"Push me. Wait... you can't" -- Designing task flow for everyday things - Terretta
http://johnnyholland.org/2010/04/02/perceived-affordances-and-designing-for-task-flow/

======
pixelbath
Clicking the thumbnailed images did not reveal more detail, and merely popped
the thumbnail itself into a Lightbox-like viewer.

I found this amusing in an article condemning perceived affordances.

------
oostevo
This was an excellent article.

I've dabbled in this field in my job, but I don't have any real training, so
I've had to teach myself.

The classic text in this field is _The Design of Everyday Things_, by Donald
Norman.[1] Also very useful is _Interaction Design_.[2] The first is a very
quick read (it's only about 200 pages, and not very technical), while the
second is a textbook intended for use in university courses on HCI.

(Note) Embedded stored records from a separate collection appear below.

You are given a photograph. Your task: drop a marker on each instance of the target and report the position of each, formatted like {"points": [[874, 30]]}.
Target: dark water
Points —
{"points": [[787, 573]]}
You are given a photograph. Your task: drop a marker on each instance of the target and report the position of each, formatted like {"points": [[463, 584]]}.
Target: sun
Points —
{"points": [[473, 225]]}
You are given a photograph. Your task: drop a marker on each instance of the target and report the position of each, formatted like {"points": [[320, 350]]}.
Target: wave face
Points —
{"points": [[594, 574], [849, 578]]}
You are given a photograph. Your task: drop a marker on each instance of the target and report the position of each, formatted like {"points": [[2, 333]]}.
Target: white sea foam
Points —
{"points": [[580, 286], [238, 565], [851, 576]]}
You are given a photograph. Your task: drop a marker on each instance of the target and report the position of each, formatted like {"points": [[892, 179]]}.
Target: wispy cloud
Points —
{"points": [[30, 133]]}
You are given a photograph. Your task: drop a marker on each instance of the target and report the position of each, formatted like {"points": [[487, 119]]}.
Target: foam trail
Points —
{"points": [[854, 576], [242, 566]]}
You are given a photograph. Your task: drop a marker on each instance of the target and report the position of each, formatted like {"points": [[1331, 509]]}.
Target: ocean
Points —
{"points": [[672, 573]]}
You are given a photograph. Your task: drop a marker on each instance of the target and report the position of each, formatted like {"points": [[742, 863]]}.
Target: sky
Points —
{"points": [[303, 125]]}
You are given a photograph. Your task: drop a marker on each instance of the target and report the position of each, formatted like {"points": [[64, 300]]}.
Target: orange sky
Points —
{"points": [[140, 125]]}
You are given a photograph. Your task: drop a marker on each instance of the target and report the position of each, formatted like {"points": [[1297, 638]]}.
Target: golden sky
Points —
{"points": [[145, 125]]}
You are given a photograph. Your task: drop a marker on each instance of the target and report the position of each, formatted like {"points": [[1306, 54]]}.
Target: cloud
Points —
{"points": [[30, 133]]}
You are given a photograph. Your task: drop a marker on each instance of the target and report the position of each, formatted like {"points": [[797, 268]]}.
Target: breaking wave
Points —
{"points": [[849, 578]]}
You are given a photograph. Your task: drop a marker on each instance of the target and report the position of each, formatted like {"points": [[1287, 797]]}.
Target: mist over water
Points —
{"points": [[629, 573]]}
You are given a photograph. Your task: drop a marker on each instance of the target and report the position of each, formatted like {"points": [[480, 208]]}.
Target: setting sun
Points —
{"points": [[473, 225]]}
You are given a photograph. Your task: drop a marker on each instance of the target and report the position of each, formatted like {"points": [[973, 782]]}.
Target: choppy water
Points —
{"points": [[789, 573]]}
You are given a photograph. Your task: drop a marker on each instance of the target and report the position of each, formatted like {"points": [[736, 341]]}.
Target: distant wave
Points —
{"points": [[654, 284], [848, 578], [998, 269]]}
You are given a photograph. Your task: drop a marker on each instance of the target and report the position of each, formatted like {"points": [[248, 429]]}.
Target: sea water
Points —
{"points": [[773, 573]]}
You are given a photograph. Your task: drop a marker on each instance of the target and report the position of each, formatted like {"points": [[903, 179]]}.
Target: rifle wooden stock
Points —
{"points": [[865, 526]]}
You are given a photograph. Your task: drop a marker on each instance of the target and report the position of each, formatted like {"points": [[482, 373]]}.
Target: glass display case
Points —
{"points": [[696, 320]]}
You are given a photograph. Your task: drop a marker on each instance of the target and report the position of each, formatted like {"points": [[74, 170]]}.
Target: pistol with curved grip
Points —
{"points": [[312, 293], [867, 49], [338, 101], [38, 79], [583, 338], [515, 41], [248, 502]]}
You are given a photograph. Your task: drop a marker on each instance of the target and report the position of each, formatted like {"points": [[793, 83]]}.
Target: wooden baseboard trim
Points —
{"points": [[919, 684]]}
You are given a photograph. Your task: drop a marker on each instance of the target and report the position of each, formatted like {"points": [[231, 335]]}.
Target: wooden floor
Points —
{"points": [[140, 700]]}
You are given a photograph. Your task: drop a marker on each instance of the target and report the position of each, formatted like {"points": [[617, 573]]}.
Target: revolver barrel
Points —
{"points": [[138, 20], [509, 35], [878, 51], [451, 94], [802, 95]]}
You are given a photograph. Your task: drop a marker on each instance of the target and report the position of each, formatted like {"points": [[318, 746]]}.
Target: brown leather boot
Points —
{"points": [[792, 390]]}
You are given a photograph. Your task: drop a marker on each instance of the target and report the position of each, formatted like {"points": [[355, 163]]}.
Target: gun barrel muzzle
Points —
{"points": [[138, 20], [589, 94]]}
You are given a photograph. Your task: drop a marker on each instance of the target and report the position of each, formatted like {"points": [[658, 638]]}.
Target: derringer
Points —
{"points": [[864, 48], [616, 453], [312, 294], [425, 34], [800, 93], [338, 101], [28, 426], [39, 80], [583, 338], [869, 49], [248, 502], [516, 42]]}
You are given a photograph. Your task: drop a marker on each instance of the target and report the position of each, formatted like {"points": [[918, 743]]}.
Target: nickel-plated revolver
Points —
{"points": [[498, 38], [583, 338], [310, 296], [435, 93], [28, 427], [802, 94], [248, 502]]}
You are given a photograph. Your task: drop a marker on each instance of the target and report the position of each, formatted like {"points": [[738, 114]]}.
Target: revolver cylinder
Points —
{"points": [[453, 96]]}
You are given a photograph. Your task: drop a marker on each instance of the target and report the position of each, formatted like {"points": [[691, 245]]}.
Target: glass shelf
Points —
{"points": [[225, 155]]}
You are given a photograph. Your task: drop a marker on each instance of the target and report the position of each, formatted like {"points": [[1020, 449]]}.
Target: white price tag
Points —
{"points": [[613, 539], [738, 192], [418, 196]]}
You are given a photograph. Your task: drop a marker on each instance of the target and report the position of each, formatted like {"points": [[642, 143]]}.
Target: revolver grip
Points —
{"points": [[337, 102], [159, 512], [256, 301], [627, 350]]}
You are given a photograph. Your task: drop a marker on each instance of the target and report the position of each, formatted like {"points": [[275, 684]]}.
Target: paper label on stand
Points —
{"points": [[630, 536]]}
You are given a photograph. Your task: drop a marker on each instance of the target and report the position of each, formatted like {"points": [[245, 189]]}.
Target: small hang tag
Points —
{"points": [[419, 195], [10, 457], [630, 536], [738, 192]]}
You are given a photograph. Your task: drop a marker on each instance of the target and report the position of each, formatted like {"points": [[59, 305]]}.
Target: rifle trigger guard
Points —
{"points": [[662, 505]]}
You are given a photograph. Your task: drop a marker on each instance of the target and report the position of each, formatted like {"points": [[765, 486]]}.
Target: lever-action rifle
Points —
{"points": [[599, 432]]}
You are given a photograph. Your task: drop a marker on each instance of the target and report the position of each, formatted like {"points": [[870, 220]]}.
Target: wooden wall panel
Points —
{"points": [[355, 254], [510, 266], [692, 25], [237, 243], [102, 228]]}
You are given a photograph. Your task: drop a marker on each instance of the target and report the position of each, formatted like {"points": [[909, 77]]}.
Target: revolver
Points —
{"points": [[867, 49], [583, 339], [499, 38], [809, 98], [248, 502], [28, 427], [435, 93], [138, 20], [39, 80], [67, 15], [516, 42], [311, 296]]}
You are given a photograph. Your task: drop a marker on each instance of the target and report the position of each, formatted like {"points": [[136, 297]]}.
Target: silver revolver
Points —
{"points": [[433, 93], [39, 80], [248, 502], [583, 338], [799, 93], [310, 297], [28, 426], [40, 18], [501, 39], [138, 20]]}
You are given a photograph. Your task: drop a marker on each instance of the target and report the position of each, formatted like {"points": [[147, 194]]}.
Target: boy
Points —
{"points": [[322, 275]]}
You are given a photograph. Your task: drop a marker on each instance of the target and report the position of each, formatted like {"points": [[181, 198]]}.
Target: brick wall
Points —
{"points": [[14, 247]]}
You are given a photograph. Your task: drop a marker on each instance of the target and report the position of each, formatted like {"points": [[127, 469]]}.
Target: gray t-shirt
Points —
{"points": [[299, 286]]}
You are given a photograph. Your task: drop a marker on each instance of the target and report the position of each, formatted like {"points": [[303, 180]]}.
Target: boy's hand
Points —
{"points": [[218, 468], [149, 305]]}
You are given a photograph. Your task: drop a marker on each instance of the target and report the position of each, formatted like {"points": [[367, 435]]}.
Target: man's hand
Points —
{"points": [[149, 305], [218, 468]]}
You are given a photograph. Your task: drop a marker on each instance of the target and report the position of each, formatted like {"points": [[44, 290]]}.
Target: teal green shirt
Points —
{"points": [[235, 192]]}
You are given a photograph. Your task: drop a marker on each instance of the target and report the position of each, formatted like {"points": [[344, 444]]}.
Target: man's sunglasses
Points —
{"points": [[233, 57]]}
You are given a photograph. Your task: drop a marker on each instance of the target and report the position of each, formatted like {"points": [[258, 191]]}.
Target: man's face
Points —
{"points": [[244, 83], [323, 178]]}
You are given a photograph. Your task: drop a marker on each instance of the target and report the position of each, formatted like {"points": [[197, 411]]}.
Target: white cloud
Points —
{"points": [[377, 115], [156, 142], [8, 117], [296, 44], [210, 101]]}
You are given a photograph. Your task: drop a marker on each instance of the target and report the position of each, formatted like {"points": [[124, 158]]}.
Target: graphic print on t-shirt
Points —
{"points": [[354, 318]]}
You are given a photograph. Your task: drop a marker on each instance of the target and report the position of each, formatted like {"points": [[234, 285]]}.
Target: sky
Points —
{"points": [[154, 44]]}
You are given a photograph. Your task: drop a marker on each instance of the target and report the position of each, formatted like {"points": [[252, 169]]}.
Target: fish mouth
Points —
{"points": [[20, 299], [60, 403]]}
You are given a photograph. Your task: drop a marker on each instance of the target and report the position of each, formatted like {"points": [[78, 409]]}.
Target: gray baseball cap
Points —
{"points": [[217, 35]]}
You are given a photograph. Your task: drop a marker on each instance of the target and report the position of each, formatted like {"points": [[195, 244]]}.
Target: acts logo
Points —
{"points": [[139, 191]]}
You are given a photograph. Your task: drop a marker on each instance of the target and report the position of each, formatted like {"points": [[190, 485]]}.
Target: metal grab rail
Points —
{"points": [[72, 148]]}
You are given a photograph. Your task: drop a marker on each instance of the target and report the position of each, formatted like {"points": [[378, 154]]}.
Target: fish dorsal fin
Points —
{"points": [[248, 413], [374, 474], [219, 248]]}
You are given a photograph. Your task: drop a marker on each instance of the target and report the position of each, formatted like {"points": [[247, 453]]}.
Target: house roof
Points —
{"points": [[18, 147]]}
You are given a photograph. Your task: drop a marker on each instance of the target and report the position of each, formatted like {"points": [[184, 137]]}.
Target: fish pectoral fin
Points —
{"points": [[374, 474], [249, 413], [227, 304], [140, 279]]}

I've found both very valuable in trying to figure out how users approach
things without any formal cognitive science or HCI training.

[1] [http://www.amazon.com/Design-Everyday-Things-Donald-
Norman/d...](http://www.amazon.com/Design-Everyday-Things-Donald-
Norman/dp/0465067107) [2] [http://www.amazon.com/Interaction-Design-Beyond-
Human-Comput...](http://www.amazon.com/Interaction-Design-Beyond-Human-
Computer/dp/0470018666)

------
lotharbot
I love the concept of "affordances" (that is, stuff you can do), and with it,
"perceived affordances" (stuff you think you can do).

One of the major challenges of product design is figuring out how to teach
users what actions are available to them. Designing the UI in a clear and
consistent way (obviously clickable buttons, etc.) helps users understand
which simple actions are available. What about teaching more complex actions?

Documentation (including tutorials) is one way. Listing possibilities either
at startup or when a process is loading (say, while the ATM is verifying you
can withdraw money) is another. Many video games use awards -- you're
introduced to the awards list by accomplishing something simple (logging in
for the first time, shooting your first zombie) and can then read over the
list to see other possibilities from the most basic to the most advanced.

I'm curious to see if there are other common ways to teach users about their
"affordances".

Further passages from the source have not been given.